Over the years, I have heard from a number of people, especially rose lovers, how they wished they could live in a benign gardening climate like California's where "everything seems to grow". I have to say that most of the time I agree, gardening in California is really rewarding. But not always. Nowhere is perfect, so I will leave the issues of earthquakes, alkaline soils, and an ever-present threat of drought aside (is that not enough already?), and just talk about our winter and early spring storms. We have a couple a year, some worse than others. A few years ago, our neighbors lost most of the fence around their property - it fell down from wind damage. We lost some small trees in the same storm - they were not rooted well and were top heavy, so they ended up half a street away overnight.
But Saturday night was the worst we have seen yet. A severe storm passed over us at night, with almost 2" of rain and hurricane strength winds. We woke up in the morning to an awe-inspiring sight.
Half of our beautiful towering ash tree-- whose crown extended over our neighbors' property-- fell down, mostly into our neighbors' yard.

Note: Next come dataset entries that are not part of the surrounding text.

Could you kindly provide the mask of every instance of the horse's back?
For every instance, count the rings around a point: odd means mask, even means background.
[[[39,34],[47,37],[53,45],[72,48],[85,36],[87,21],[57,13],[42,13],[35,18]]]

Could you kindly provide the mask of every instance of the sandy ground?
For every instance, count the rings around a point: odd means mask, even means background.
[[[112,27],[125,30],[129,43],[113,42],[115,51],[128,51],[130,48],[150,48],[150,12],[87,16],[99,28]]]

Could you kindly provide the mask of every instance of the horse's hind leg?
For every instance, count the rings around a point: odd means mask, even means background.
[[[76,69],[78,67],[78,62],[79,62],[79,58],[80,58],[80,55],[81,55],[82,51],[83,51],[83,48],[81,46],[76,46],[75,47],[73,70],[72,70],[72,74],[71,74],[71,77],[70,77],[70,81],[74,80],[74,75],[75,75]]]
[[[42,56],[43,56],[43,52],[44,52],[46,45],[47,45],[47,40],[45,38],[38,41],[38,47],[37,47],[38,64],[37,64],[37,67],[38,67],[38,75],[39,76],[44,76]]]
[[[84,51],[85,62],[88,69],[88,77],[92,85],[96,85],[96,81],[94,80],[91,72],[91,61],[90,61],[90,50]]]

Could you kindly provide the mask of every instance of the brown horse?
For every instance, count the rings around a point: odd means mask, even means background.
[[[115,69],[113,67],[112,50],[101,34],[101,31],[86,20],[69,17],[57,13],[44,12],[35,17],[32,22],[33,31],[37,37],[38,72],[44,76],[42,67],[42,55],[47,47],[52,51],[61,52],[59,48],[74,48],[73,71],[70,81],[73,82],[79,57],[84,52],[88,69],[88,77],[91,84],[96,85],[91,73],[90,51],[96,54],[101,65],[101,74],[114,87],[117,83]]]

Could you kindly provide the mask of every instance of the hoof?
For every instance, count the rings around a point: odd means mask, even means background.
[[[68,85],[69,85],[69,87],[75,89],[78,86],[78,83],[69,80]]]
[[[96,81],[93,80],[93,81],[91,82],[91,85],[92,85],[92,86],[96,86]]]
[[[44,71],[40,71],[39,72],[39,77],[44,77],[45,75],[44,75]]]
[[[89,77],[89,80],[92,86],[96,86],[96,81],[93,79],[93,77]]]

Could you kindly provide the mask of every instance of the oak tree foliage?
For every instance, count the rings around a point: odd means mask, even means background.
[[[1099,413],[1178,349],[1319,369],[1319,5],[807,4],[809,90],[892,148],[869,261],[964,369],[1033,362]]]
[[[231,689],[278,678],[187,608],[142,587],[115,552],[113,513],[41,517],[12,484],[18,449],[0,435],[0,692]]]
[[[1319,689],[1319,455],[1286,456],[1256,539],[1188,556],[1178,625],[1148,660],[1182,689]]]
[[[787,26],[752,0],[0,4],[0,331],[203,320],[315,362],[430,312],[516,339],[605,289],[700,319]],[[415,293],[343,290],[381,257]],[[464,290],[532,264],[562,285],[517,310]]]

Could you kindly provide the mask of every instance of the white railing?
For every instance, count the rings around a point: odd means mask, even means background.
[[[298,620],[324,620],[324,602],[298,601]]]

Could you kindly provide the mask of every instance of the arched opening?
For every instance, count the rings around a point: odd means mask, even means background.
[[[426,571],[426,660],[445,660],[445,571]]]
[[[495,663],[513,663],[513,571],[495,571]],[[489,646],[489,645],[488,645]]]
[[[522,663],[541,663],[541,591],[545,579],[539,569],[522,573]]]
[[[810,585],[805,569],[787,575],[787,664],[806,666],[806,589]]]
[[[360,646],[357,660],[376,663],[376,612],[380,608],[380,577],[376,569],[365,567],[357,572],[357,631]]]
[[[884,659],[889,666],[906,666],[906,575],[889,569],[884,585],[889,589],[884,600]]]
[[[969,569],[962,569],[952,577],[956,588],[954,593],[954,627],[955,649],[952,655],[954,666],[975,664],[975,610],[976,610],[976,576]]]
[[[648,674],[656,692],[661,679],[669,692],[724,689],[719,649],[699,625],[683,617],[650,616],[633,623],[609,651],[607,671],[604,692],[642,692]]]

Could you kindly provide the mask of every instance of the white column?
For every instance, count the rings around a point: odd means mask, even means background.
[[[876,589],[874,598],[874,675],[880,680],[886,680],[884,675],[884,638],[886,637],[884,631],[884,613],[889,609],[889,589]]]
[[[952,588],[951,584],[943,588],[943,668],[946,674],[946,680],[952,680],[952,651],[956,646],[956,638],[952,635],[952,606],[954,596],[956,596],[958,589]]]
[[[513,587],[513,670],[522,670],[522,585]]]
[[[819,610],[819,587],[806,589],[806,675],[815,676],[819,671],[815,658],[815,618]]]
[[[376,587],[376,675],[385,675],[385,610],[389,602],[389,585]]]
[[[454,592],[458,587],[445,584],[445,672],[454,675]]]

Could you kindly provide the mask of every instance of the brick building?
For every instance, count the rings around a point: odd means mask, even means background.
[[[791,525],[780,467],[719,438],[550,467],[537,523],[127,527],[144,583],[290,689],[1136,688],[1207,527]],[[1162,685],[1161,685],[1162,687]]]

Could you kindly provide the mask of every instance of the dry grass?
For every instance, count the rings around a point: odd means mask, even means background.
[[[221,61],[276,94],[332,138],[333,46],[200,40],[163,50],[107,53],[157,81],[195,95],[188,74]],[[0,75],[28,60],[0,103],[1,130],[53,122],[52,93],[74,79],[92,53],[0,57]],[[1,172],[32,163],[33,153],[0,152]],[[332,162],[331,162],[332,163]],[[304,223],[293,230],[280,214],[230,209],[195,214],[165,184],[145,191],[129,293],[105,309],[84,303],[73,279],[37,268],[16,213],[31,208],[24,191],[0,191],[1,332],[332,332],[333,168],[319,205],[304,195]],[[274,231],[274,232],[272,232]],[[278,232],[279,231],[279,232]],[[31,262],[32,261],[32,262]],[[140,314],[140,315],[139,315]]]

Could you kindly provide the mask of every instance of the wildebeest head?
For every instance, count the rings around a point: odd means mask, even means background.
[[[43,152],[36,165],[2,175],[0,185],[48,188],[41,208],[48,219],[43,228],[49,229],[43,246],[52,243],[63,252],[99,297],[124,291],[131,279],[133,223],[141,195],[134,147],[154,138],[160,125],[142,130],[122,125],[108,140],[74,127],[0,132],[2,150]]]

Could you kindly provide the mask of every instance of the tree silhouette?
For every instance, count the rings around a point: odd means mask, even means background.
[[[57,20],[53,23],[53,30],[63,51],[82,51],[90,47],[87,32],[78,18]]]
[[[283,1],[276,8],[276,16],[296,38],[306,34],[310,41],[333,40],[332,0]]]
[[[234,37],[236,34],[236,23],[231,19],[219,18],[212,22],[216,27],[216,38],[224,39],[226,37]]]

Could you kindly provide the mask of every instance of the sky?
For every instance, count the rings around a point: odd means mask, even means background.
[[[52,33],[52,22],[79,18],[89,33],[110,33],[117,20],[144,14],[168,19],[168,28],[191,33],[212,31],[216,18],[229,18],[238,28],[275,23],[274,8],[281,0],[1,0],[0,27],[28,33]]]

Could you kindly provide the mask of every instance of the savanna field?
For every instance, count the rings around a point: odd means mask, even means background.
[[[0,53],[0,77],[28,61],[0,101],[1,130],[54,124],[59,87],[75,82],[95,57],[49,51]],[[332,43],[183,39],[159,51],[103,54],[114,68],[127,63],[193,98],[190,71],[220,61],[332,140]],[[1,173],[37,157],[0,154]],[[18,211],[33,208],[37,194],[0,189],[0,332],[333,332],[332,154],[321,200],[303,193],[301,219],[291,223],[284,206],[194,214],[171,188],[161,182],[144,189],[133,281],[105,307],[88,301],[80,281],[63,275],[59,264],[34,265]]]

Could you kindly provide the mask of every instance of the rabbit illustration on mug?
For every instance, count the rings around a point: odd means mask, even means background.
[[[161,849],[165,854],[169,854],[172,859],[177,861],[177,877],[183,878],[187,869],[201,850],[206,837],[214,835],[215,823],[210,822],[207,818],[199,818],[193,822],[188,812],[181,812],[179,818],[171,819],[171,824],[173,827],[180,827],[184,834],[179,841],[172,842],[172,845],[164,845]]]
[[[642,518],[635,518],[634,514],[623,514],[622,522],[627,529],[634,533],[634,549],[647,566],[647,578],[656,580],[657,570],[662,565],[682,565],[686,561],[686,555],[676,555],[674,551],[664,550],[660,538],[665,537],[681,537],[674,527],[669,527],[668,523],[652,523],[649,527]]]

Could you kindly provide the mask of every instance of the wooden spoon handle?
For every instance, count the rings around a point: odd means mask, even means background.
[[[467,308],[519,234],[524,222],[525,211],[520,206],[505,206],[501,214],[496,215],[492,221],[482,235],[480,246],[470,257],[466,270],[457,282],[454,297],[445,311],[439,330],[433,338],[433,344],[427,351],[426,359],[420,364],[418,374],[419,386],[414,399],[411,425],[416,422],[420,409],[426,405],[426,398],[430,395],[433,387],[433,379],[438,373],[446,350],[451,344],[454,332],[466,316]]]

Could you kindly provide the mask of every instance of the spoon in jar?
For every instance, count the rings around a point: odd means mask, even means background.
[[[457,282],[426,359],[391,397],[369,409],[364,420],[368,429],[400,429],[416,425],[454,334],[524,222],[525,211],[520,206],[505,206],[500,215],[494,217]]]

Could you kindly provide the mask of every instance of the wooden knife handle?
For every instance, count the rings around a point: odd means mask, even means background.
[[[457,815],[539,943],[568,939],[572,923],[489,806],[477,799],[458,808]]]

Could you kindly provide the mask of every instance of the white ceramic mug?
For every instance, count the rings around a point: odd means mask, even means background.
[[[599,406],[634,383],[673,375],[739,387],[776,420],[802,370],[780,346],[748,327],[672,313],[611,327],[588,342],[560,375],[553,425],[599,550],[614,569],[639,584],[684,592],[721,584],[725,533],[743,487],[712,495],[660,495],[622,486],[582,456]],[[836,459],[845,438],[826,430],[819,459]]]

Fortunately, no one was injured, and most of the damage appears to be confined to the fence. However, my beautiful, fragrant and thornless climbing bourbon rose, Zephirine Drouhin, full of buds and ready for a glorious spring flush, was directly in the line of fire and is completely crushed under a fallen section of the fence. It will probably come back, but certainly this year will be lost. My lovely alba, Felicité Parmentier, has only two unbroken canes left. Maybe I will see a couple of blooms this year, but then again, by the time the tree removal people are done, maybe not. Well, it could be worse. All's well that ends well, right?